By: BlackThen Staff
Prophet Kiowa Costonie was born in 1903 on an Indian reservation in Salt Lake City, Utah. Abandoned by his parents as an infant, Costonie spent his adolescent years living from one foster home to another. After four name changes and several adoptions later, he settled with the name Kiowa Costonie, which he believed was his original name given by his birth mother. He spent his life traveling from state to state, investing in business ventures and uplifting those in the black community.
In September of 1933, the “faith healer” cruised along the streets of Baltimore, Maryland in his Cadillac. For the time being, the ride was pleasant, it was just a simple joy rod. However, behind him was about a dozen other automobiles heading toward the city’s courthouse.
When the caravan of cars arrived at their destination, Costonie who was tall with broad-shoulders emerged from his car and stood on the sidewalk in front of the courthouse. He waited for his group of followers to gather around him. All he wanted to do was secure citizenship for the 41 people of his church, so they could vote in the next election.
The Baltimore Afro-American Newspaper published in a commentary that “Prophet Costonie’s accomplishment is not only seeing the need of getting a vote for church members and urging them to qualify but in personally leading them to the courthouse and seeing to it that they get their certificates.
Costonie had arrived in Baltimore a little more than three months earlier, just after a lynching. While lacking much formal education, he called himself Professor Costonie.
Announcing that he could perform miracles, the soft-spoken man began holding healing services at local churches and people began calling him a prophet. The crowds that gathered to see him – the vast majority of them women – were mesmerized by the tall, sinewy mystery man with the piercing eyes. But there were other women who were angered by one of his sermons. In this particular sermon, he often said, “women wearing cotton underwear was headed for divorce.”
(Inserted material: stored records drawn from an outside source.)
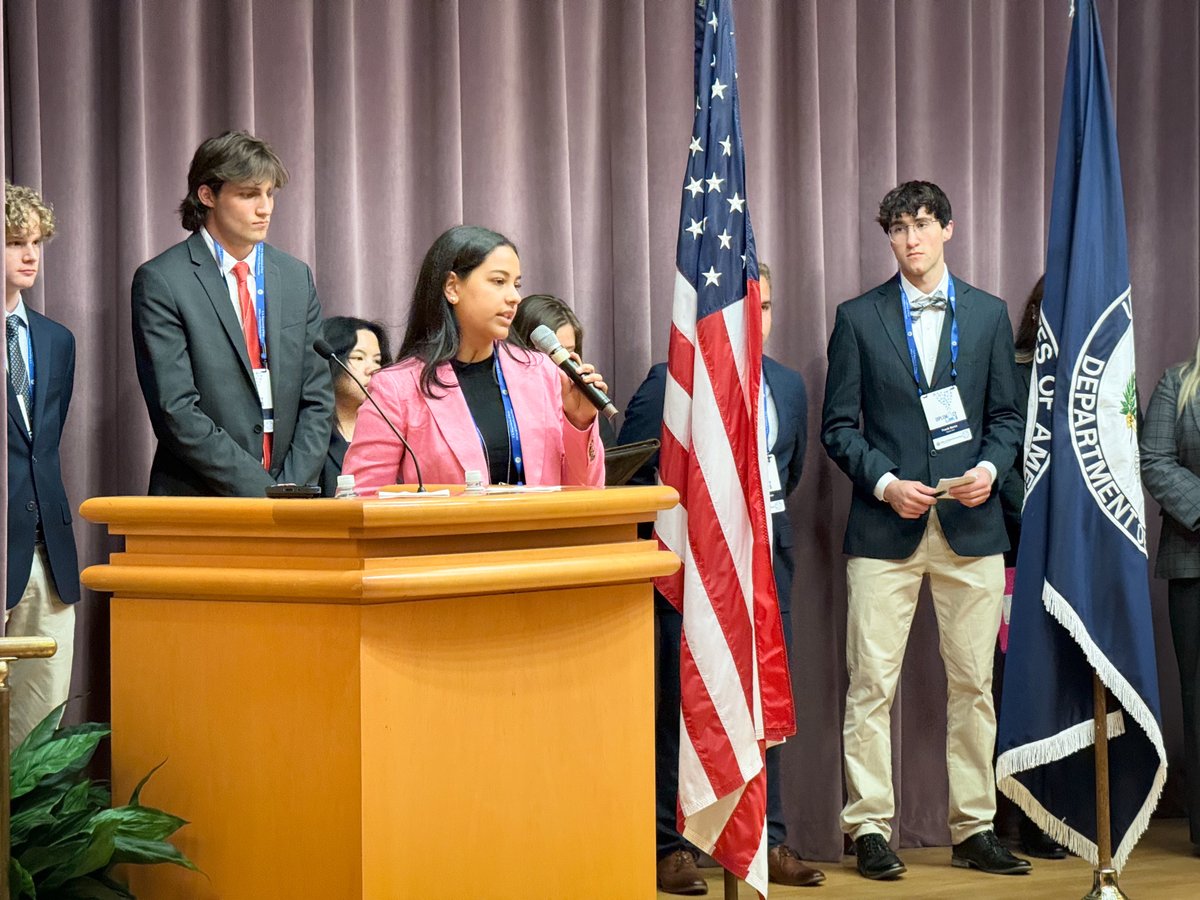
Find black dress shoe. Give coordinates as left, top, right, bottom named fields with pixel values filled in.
left=658, top=850, right=708, bottom=896
left=950, top=828, right=1033, bottom=875
left=1020, top=822, right=1067, bottom=859
left=854, top=833, right=908, bottom=881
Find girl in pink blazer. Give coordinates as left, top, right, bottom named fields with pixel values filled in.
left=342, top=226, right=607, bottom=492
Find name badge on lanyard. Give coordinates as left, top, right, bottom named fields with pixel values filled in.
left=900, top=278, right=971, bottom=450
left=212, top=240, right=275, bottom=434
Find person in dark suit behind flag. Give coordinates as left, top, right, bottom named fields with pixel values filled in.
left=821, top=181, right=1030, bottom=878
left=619, top=262, right=824, bottom=894
left=4, top=181, right=79, bottom=746
left=132, top=131, right=334, bottom=497
left=320, top=316, right=391, bottom=497
left=1141, top=343, right=1200, bottom=856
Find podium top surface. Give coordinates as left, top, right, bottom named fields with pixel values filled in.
left=79, top=486, right=679, bottom=538
left=80, top=487, right=679, bottom=604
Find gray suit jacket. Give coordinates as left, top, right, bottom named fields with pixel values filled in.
left=821, top=277, right=1024, bottom=559
left=1141, top=366, right=1200, bottom=578
left=132, top=233, right=334, bottom=497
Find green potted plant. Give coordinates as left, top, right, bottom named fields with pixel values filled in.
left=8, top=707, right=196, bottom=900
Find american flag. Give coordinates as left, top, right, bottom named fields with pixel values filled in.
left=655, top=0, right=796, bottom=894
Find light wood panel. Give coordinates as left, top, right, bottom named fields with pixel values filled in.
left=83, top=488, right=678, bottom=900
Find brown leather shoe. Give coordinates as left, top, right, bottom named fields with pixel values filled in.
left=767, top=844, right=824, bottom=888
left=659, top=850, right=708, bottom=896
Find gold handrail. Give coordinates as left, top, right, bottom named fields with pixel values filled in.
left=0, top=637, right=59, bottom=898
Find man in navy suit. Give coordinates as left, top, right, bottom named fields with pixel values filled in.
left=132, top=131, right=334, bottom=497
left=618, top=263, right=824, bottom=894
left=821, top=181, right=1030, bottom=878
left=4, top=182, right=79, bottom=745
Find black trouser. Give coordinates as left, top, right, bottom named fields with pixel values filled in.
left=1166, top=578, right=1200, bottom=846
left=654, top=600, right=792, bottom=859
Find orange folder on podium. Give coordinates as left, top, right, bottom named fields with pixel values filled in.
left=82, top=487, right=679, bottom=900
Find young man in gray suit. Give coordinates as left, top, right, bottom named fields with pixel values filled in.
left=821, top=181, right=1030, bottom=878
left=132, top=131, right=334, bottom=497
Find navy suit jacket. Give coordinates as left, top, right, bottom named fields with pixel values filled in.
left=132, top=233, right=334, bottom=497
left=821, top=277, right=1024, bottom=559
left=618, top=355, right=809, bottom=613
left=5, top=304, right=79, bottom=610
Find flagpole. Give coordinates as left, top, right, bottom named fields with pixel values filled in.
left=1084, top=671, right=1128, bottom=900
left=721, top=869, right=738, bottom=900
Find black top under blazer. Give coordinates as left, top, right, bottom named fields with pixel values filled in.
left=821, top=276, right=1024, bottom=559
left=132, top=233, right=334, bottom=497
left=1141, top=366, right=1200, bottom=578
left=5, top=304, right=79, bottom=610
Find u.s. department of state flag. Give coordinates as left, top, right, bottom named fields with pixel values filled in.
left=996, top=0, right=1166, bottom=869
left=655, top=0, right=796, bottom=894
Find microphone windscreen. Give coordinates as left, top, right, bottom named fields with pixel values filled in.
left=529, top=325, right=559, bottom=354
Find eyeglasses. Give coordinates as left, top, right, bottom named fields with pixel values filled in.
left=888, top=218, right=938, bottom=244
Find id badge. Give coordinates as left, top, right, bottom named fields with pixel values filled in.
left=767, top=454, right=786, bottom=514
left=254, top=368, right=275, bottom=434
left=920, top=384, right=971, bottom=450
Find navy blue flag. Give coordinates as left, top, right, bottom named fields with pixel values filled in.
left=996, top=0, right=1166, bottom=870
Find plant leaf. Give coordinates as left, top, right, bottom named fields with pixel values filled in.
left=95, top=806, right=187, bottom=841
left=54, top=875, right=136, bottom=900
left=113, top=835, right=199, bottom=872
left=8, top=859, right=37, bottom=900
left=11, top=728, right=109, bottom=798
left=41, top=822, right=118, bottom=889
left=10, top=700, right=68, bottom=760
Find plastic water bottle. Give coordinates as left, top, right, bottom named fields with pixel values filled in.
left=334, top=475, right=359, bottom=500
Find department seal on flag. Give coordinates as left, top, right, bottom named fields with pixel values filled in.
left=1069, top=287, right=1146, bottom=556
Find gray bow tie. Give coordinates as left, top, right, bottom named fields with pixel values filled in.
left=908, top=290, right=946, bottom=322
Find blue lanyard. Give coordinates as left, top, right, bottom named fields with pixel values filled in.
left=896, top=276, right=959, bottom=396
left=760, top=372, right=770, bottom=454
left=212, top=238, right=266, bottom=368
left=475, top=343, right=524, bottom=485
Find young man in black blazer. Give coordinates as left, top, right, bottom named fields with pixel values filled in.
left=618, top=263, right=824, bottom=895
left=821, top=181, right=1030, bottom=878
left=4, top=182, right=79, bottom=746
left=132, top=131, right=334, bottom=497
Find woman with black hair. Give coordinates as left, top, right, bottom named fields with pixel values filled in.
left=343, top=226, right=607, bottom=492
left=320, top=316, right=391, bottom=497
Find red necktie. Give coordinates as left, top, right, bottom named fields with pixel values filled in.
left=233, top=262, right=271, bottom=469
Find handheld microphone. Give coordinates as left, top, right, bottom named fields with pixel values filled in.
left=312, top=337, right=425, bottom=493
left=529, top=325, right=617, bottom=419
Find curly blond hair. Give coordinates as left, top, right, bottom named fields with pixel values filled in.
left=4, top=181, right=54, bottom=241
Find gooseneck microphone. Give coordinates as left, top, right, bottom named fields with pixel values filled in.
left=529, top=325, right=617, bottom=419
left=312, top=337, right=425, bottom=493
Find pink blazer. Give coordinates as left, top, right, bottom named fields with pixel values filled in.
left=342, top=346, right=604, bottom=492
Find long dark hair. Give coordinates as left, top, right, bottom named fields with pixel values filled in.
left=400, top=226, right=517, bottom=397
left=1013, top=275, right=1046, bottom=362
left=509, top=294, right=583, bottom=359
left=320, top=316, right=391, bottom=382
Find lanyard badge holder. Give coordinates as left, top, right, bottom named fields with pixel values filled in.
left=900, top=278, right=971, bottom=450
left=212, top=241, right=275, bottom=434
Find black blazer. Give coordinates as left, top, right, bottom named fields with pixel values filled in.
left=1141, top=366, right=1200, bottom=578
left=5, top=305, right=79, bottom=610
left=821, top=276, right=1024, bottom=559
left=132, top=233, right=334, bottom=497
left=618, top=355, right=809, bottom=612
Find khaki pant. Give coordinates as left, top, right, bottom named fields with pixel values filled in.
left=841, top=510, right=1004, bottom=844
left=5, top=544, right=74, bottom=749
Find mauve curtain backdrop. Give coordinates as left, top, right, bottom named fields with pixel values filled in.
left=2, top=0, right=1200, bottom=859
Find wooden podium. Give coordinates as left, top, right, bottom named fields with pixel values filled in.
left=82, top=487, right=678, bottom=900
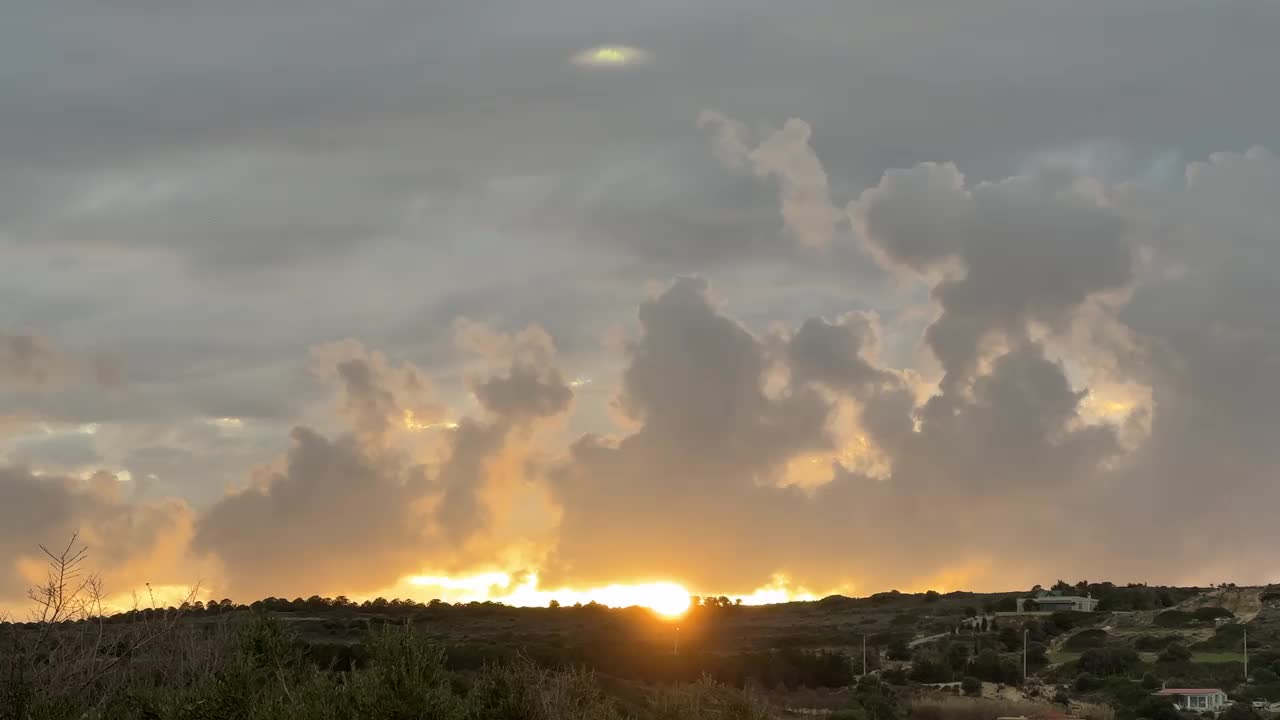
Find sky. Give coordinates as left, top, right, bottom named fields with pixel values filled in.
left=0, top=0, right=1280, bottom=607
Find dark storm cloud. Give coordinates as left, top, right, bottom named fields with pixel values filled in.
left=193, top=323, right=572, bottom=597
left=0, top=465, right=198, bottom=602
left=849, top=164, right=1133, bottom=387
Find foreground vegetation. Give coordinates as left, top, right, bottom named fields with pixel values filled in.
left=0, top=541, right=1280, bottom=720
left=0, top=615, right=769, bottom=720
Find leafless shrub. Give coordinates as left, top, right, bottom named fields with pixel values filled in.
left=0, top=534, right=204, bottom=717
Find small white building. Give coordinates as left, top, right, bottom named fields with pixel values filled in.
left=1156, top=688, right=1228, bottom=712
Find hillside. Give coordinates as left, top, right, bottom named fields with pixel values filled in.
left=0, top=583, right=1280, bottom=720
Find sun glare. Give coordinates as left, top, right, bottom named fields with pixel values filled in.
left=573, top=45, right=649, bottom=68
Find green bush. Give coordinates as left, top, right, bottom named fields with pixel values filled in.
left=1076, top=647, right=1140, bottom=676
left=1156, top=643, right=1192, bottom=664
left=1133, top=635, right=1183, bottom=652
left=911, top=650, right=951, bottom=683
left=1062, top=629, right=1111, bottom=652
left=1152, top=610, right=1196, bottom=628
left=1073, top=673, right=1102, bottom=693
left=1194, top=607, right=1235, bottom=623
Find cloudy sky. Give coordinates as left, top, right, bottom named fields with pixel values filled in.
left=0, top=0, right=1280, bottom=602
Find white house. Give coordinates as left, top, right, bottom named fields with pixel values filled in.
left=1156, top=688, right=1228, bottom=712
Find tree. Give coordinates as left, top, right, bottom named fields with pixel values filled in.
left=947, top=643, right=969, bottom=671
left=969, top=650, right=1018, bottom=683
left=884, top=638, right=911, bottom=661
left=1134, top=697, right=1182, bottom=720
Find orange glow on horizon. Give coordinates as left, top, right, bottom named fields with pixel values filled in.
left=407, top=573, right=692, bottom=618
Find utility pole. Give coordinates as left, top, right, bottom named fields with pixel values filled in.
left=1023, top=628, right=1030, bottom=684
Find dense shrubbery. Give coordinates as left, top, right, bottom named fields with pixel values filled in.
left=1062, top=629, right=1110, bottom=652
left=0, top=615, right=778, bottom=720
left=1133, top=635, right=1183, bottom=652
left=1156, top=643, right=1192, bottom=664
left=1076, top=647, right=1140, bottom=676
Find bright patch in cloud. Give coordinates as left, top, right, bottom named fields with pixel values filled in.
left=408, top=573, right=690, bottom=618
left=573, top=45, right=649, bottom=68
left=404, top=410, right=458, bottom=432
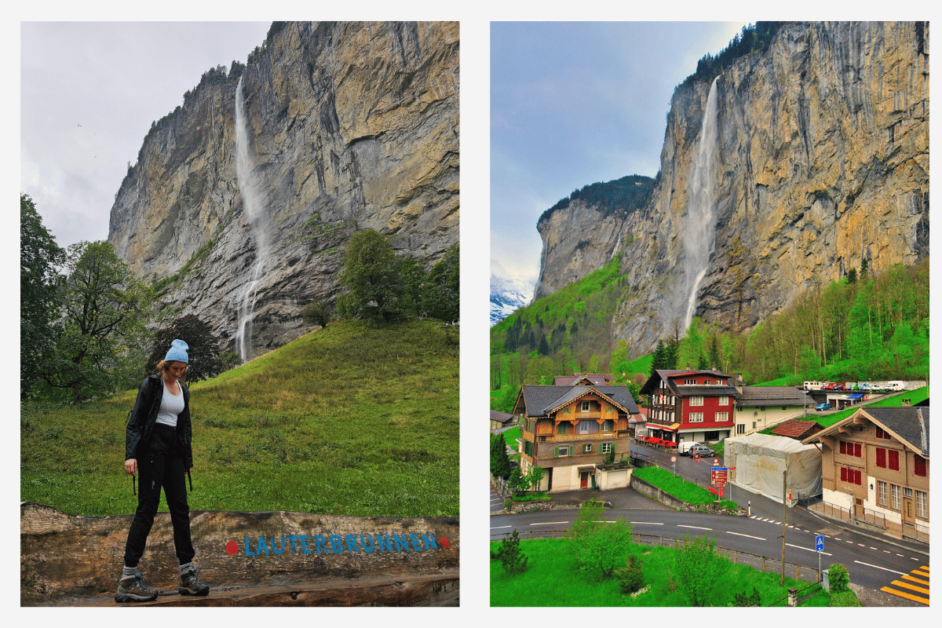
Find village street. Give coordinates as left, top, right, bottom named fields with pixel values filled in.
left=491, top=484, right=929, bottom=597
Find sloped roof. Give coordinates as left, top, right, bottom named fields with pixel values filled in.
left=736, top=386, right=813, bottom=407
left=521, top=386, right=638, bottom=416
left=802, top=407, right=929, bottom=458
left=772, top=419, right=822, bottom=440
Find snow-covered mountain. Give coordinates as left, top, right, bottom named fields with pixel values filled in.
left=491, top=259, right=537, bottom=326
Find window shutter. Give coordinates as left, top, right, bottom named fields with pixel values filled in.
left=890, top=449, right=899, bottom=471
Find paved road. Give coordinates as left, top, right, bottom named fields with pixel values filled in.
left=491, top=496, right=929, bottom=599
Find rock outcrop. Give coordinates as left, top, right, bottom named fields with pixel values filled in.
left=540, top=22, right=929, bottom=355
left=108, top=22, right=459, bottom=352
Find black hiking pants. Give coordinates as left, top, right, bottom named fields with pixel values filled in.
left=124, top=423, right=196, bottom=567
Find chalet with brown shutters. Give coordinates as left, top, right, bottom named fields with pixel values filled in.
left=514, top=385, right=638, bottom=492
left=641, top=369, right=740, bottom=443
left=802, top=407, right=929, bottom=542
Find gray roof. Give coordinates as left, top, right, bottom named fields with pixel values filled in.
left=523, top=386, right=638, bottom=416
left=736, top=386, right=812, bottom=407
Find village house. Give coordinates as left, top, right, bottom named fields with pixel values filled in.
left=514, top=386, right=638, bottom=492
left=802, top=407, right=929, bottom=542
left=736, top=386, right=814, bottom=436
left=641, top=369, right=740, bottom=443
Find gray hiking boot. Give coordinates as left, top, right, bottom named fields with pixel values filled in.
left=177, top=568, right=209, bottom=595
left=114, top=574, right=157, bottom=604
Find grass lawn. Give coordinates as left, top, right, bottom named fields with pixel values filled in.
left=491, top=539, right=827, bottom=607
left=20, top=321, right=459, bottom=517
left=632, top=467, right=736, bottom=509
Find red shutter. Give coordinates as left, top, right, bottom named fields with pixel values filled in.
left=890, top=449, right=899, bottom=471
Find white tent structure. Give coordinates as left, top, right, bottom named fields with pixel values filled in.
left=723, top=434, right=821, bottom=506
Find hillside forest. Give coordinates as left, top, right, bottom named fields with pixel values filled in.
left=490, top=258, right=929, bottom=412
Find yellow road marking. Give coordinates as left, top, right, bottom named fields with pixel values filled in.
left=903, top=574, right=929, bottom=586
left=880, top=587, right=929, bottom=606
left=892, top=580, right=929, bottom=595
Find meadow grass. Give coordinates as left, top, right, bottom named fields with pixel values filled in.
left=490, top=539, right=826, bottom=607
left=20, top=321, right=459, bottom=517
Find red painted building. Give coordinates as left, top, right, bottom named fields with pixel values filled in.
left=641, top=369, right=740, bottom=443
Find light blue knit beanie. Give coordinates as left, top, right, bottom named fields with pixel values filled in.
left=164, top=339, right=190, bottom=364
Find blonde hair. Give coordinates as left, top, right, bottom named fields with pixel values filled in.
left=157, top=360, right=187, bottom=383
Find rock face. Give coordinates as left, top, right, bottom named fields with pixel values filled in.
left=108, top=22, right=459, bottom=352
left=540, top=22, right=929, bottom=355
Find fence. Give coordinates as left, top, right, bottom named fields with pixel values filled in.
left=491, top=530, right=819, bottom=583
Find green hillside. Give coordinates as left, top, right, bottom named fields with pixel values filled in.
left=20, top=320, right=459, bottom=517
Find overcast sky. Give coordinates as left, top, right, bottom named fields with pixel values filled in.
left=20, top=22, right=271, bottom=247
left=490, top=22, right=744, bottom=290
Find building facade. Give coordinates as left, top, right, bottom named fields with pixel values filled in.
left=641, top=369, right=740, bottom=443
left=802, top=407, right=929, bottom=541
left=514, top=385, right=638, bottom=492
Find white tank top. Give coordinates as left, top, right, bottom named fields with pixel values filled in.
left=157, top=378, right=186, bottom=427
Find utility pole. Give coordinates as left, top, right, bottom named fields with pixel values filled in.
left=779, top=469, right=788, bottom=587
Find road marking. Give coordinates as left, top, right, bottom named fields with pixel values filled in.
left=726, top=530, right=765, bottom=541
left=854, top=560, right=906, bottom=576
left=880, top=587, right=929, bottom=606
left=785, top=543, right=830, bottom=556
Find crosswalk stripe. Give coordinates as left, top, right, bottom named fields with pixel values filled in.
left=892, top=580, right=929, bottom=595
left=880, top=587, right=929, bottom=606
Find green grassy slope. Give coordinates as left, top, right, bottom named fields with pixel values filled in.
left=20, top=321, right=459, bottom=517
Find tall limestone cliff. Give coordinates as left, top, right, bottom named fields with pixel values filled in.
left=541, top=22, right=929, bottom=355
left=108, top=22, right=459, bottom=353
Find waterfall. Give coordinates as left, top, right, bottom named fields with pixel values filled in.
left=235, top=74, right=268, bottom=361
left=683, top=77, right=719, bottom=329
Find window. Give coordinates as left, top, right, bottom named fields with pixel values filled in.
left=916, top=491, right=929, bottom=519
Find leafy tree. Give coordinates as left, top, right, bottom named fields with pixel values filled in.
left=423, top=244, right=461, bottom=321
left=497, top=528, right=529, bottom=576
left=491, top=434, right=510, bottom=479
left=337, top=229, right=403, bottom=322
left=20, top=194, right=65, bottom=399
left=674, top=534, right=730, bottom=606
left=146, top=314, right=224, bottom=382
left=566, top=499, right=632, bottom=578
left=43, top=241, right=152, bottom=403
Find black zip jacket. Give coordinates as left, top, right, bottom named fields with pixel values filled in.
left=124, top=375, right=193, bottom=469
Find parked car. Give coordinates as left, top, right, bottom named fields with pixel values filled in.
left=688, top=445, right=716, bottom=458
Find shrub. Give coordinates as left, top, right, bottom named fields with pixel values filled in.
left=615, top=556, right=644, bottom=595
left=828, top=563, right=850, bottom=594
left=497, top=528, right=529, bottom=576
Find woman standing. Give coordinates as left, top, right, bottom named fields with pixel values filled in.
left=114, top=340, right=209, bottom=602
In his nine short months in Baltimore, he would play a pivotal role in the transformation of the city’s black community into a progressive national vanguard for the pursuit of social justice and civil rights. Less than a month after his successful literal voter registration “drive,” he would start leading thousands in the city’s black community in a series of historic and effective protests for jobs and economic empowerment. His efforts would catalyze the revitalization of the Baltimore NAACP. By 1935, that organization would turn Baltimore into the seat of America’s first school desegregation victory, but by then Costonie was long gone.